TEACHING POINTS
■ A large percentage of patients with kidney cancer will present with or develop metastases. Metastatic spread is the greatest predictor of mortality.
■ Emerging aggressive treatment can improve survival in some patients who develop metastases, but this treatment relies on early detection.
■ While traditional TNM staging remains integral in prognosis of kidney cancer, it has significant limitations.
■ Preoperative and postoperative biochemical markers of inflammation, specifically CRP, serve as adjuncts to TNM staging to help identify patients at increased risk for recurrence. These tools should help guide intensity of counseling, follow-up surveillance of recurrence, and enrollment in clinical trials.
CASE
Two patients were referred to our urology clinic for staging and management of renal masses. Patient 1 was a 68-year-old white female with a body mass index (BMI) of 21.3 kg/m2.
MRI revealed a renal mass measuring 7.0 × 7.9 × 8.0 cm invading the right renal vein and extending to the inferior vena cava (IVC). Clinical staging suggested locally invasive disease in the absence of nodal or distant metastases. On resection, the mass measured 8.2 cm, and the diagnosis was grade 4 clear cell kidney cancer T3N0M0. Histologically, the mass demonstrated negative surgical margins, absence of invasion into the IVC wall, and absence of nodal metastasis. In addition to traditional TNM staging, we assessed inflammatory status by measuring the serum C-reactive protein (CRP). The initial CRP level (which we used as our "preoperative" value) was 215.46 mg/L (Table 1).

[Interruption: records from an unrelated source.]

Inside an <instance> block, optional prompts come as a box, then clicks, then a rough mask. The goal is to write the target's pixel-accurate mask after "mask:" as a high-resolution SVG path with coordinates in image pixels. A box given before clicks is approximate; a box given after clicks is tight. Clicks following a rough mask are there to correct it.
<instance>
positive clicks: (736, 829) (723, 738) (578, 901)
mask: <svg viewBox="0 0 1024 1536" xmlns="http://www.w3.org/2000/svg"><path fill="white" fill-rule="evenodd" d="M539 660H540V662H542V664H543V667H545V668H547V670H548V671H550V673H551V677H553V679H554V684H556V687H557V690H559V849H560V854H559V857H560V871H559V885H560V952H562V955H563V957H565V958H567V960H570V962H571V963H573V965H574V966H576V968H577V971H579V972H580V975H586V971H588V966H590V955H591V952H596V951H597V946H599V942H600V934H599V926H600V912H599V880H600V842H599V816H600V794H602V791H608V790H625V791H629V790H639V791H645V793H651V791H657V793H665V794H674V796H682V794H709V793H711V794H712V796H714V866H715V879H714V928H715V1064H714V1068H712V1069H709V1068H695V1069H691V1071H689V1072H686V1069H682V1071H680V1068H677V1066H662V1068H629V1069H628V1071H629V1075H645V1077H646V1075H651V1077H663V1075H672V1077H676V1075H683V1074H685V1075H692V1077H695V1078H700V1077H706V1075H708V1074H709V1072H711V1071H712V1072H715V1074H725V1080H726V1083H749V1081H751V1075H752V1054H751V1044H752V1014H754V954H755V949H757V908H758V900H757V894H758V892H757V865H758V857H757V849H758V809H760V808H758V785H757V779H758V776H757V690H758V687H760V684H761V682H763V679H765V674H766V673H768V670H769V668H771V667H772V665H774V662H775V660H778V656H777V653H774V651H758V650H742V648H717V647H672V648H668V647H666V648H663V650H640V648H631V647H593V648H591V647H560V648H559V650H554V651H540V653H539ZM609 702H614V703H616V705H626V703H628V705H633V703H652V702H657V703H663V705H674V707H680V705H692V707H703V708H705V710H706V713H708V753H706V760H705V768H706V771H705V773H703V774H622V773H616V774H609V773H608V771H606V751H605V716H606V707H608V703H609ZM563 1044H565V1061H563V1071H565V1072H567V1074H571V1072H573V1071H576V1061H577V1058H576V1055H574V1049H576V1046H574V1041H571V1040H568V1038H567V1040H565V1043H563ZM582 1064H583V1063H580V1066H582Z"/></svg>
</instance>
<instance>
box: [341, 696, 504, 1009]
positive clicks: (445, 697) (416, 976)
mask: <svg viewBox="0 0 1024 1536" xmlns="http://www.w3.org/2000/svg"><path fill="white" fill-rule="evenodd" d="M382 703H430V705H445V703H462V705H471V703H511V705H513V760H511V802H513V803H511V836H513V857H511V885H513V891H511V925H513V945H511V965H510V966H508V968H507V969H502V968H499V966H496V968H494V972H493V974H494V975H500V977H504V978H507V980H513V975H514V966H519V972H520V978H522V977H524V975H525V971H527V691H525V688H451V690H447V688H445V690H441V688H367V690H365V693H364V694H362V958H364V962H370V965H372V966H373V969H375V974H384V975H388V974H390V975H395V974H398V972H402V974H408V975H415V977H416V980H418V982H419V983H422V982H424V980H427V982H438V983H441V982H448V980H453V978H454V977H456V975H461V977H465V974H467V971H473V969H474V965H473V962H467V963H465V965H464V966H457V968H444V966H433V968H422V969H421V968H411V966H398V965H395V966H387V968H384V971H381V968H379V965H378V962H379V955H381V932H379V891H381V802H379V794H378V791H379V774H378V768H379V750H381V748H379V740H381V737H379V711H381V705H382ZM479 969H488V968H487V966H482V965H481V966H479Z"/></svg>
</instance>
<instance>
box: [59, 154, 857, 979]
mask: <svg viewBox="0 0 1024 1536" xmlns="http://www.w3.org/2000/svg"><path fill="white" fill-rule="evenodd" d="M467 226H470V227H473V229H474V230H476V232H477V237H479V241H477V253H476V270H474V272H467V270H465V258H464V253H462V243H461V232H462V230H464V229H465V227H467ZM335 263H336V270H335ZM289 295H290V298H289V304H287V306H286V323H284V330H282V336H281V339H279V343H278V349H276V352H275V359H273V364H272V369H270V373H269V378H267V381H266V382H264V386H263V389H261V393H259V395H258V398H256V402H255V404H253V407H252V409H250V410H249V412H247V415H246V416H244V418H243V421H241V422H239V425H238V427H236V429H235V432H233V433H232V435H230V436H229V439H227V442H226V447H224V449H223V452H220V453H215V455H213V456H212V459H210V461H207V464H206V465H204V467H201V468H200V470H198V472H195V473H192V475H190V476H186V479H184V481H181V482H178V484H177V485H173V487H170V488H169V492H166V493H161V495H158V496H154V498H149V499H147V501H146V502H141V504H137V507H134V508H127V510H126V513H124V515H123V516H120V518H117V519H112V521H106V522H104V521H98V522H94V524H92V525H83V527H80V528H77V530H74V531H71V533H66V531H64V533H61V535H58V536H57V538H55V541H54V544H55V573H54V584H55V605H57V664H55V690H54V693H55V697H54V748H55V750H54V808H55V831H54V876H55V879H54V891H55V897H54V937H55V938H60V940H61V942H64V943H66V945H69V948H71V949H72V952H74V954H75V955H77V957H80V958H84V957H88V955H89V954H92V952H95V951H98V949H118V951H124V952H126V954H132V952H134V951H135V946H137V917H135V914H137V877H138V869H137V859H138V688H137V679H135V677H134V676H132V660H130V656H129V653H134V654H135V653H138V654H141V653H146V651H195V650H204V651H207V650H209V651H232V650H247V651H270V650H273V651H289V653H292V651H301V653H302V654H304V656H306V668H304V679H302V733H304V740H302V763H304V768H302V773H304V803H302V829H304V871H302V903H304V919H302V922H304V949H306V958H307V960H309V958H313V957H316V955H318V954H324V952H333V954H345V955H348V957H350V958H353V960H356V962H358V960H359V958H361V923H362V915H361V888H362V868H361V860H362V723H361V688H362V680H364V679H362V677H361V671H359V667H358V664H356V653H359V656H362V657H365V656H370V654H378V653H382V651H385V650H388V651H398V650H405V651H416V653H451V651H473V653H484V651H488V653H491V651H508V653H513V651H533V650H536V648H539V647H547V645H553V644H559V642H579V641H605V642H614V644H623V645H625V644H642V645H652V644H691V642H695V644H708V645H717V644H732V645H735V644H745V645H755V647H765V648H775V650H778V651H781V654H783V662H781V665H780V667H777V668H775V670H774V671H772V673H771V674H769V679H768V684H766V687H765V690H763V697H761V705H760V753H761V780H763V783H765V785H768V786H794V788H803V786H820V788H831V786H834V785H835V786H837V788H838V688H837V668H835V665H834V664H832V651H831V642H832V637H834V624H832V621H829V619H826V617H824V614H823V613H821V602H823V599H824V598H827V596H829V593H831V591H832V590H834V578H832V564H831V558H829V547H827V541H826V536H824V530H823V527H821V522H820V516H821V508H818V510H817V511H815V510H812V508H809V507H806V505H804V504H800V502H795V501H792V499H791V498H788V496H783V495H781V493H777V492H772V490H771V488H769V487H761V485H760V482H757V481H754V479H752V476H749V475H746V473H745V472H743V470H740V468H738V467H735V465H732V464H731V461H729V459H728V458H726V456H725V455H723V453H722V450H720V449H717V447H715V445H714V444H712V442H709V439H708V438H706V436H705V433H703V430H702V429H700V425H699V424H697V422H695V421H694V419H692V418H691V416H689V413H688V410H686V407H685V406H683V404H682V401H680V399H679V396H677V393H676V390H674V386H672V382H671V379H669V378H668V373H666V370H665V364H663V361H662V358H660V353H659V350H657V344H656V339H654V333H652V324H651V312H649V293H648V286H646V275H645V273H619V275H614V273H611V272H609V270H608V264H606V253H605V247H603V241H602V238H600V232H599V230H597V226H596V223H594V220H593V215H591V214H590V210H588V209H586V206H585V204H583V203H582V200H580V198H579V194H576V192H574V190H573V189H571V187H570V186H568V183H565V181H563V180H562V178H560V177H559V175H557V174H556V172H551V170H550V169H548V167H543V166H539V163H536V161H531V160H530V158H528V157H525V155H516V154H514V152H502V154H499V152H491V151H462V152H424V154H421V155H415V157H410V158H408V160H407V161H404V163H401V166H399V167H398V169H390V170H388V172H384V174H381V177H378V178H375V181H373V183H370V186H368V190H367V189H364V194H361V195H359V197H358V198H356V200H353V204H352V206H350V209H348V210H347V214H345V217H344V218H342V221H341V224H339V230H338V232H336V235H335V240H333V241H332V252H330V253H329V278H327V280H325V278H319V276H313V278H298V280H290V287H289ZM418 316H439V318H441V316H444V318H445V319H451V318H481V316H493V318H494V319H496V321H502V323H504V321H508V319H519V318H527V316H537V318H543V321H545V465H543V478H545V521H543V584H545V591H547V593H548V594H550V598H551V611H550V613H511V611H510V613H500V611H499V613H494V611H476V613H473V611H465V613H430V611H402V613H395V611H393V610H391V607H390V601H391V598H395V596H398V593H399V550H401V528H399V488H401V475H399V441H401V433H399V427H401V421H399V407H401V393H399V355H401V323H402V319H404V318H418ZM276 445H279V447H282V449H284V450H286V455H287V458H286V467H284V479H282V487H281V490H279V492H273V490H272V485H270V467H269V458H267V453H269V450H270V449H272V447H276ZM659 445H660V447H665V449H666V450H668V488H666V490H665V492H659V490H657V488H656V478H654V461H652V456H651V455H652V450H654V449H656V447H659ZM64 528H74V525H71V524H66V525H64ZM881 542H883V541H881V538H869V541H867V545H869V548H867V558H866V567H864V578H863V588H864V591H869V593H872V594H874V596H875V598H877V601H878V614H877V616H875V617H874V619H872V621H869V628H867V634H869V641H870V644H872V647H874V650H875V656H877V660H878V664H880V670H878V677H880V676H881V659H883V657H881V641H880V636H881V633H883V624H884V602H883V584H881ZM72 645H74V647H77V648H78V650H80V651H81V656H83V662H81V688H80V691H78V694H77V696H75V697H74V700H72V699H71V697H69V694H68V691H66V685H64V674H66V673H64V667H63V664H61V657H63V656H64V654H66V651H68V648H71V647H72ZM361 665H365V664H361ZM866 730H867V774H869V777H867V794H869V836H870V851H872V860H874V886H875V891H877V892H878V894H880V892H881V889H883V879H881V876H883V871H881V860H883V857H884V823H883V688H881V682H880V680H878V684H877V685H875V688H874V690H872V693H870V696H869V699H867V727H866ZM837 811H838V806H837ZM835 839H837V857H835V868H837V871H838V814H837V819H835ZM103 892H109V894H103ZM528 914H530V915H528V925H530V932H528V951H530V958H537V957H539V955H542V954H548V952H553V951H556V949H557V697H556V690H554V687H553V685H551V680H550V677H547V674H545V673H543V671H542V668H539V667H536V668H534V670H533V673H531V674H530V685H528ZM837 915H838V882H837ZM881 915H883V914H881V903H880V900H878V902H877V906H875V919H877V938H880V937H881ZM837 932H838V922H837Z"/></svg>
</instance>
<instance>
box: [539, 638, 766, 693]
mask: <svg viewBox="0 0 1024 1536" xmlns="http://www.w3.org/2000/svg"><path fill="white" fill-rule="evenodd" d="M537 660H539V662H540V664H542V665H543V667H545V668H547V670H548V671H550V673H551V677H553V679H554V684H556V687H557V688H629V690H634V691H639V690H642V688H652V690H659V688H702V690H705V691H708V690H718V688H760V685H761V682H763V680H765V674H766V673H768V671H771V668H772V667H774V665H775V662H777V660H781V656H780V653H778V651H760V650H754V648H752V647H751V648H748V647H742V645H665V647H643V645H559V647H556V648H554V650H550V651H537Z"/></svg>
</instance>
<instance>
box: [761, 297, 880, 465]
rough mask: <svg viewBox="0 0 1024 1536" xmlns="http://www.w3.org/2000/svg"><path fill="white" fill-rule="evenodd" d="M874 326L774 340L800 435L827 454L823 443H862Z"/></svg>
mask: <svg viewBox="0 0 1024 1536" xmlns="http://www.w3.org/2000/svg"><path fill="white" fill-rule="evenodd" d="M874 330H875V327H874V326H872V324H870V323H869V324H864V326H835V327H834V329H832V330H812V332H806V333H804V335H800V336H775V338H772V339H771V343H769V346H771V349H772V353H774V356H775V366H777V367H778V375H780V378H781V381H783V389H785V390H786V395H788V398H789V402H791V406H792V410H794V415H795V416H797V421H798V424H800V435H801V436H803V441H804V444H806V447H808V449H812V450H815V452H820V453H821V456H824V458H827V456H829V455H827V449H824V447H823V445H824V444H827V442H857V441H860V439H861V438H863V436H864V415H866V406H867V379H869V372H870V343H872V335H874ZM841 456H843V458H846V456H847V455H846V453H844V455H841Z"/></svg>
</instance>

Patient 2 was a 46-year-old white male with a BMI of 19.0 kg/m2. MRI revealed a renal mass measuring 11.0 × 11.1 × 11.0 cm and extending through the renal vein to the IVC. Clinical staging suggested locally invasive disease in the absence of nodal or distant metastases. On resection, the mass measured 7.9 cm, and the diagnosis was grade 3 clear cell kidney cancer T3N0M0. Histologically, the mass demonstrated negative surgical margins, absence of invasion into the IVC wall, and absence of nodal metastasis. Patient 2's initial CRP level was 163.7 mg/L (Table 1).
Both patients presented with similar disease states: locally invasive kidney cancer without known nodal or distant metastases. Therefore, both patients underwent potentially curative radical nephrectomy. In both cases, the diseased kidney and associated adrenal glands were removed. Additionally, draining lymph nodes were removed and analyzed pathologically for nodal metastasis. Pathologic analyses revealed a lack of nodal spread in both patients.
The two patients were followed postoperatively. At each visit, serum CRP levels were measured and CT scans performed to identify metastases. Patient 1's CRP levels declined precipitously, falling to less than 10 mg/L at 1 month postoperatively (Table 1). Patient 1 survived the first year after diagnosis without recurrence of disease. Patient 2's CRP levels remained higher than 100 mg/L postoperatively (Table 1). He developed lung metastases 4 months after surgery and died 7 months after surgery.